Your past does not define you; but, it’s you who defines how the past will impact your future – for better or for worse. While the past is far from your identity, the way in which you define it has the ability to impact the experiences you create moving forward. If you view circumstances from the past as successful, then they have the power to fuel your drive and enthusiasm towards further success.
The same goes for failures. When you allow yourself to view them as nothing more than failure, then ironically, you also fail to see the important lessons presented by failure, which just perpetuates more of the same.
All too often, we have the tendency to view life’s failures as personal “mistakes.” This not only weighs us down with the idea that we are hopelessly flawed beyond repair; but, it also cripples us from seeing the profound lessons that we are capable of gaining from failed experiences. Why? Because our minds stay far too busy replaying every last detail of the “mistakes” over-and-over again in our heads, until we commit ourselves to the idea that failure = I am a failure.
Talk about driving ourselves crazy! We then wonder why we can’t sleep, stay focused or motivated to take new, more productive actions. We become so bogged down by the fear of failing again that we stifle ourselves from trying anything at all. After all, complete stagnation seems far safer than experiencing another failed opportunity.
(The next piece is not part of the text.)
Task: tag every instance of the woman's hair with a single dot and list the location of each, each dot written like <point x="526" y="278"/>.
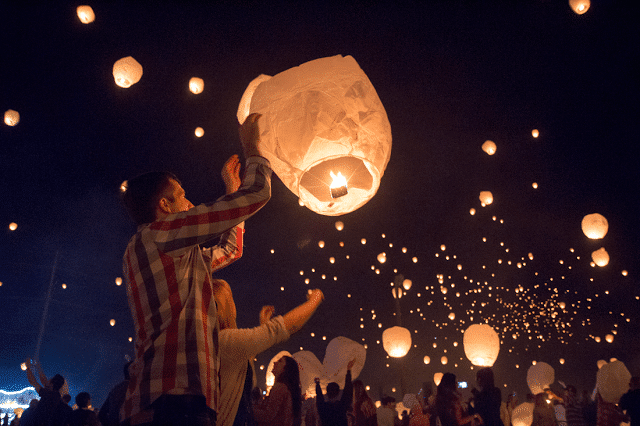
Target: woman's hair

Rather than getting caught-up in the “mistakes” of the past, how would the past look if you simply saw the learning opportunities from failed experiences? In other words, how would your past look if you believed the universal truth that there actually ARE NO MISTAKES, and only opportunities to learn and grow? It’s surprising how quickly we can move past failures, if we simply allow them to enlighten us with new tidbits of knowledge that aid us in creating better futures.
Failed opportunities from our past are often our greatest tools to teach us more about ourselves, how we can develop and grow, what we need to succeed and who we ultimately want to be. It’s how we incorporate these lessons from the past that determine our futures. It’s also up to us to reframe the past in a way that facilitates guidance towards our biggest goals and greatest opportunities. We either frame the past in a way that enables us to grow, or we risk getting framed by a past, which will only keep us where we’ve been – like it or not.
I read a great quote today that sheds perfect light on this matter:
You are the sail, not the wind. You cannot change the past, but you have the power to change the way it influences your future.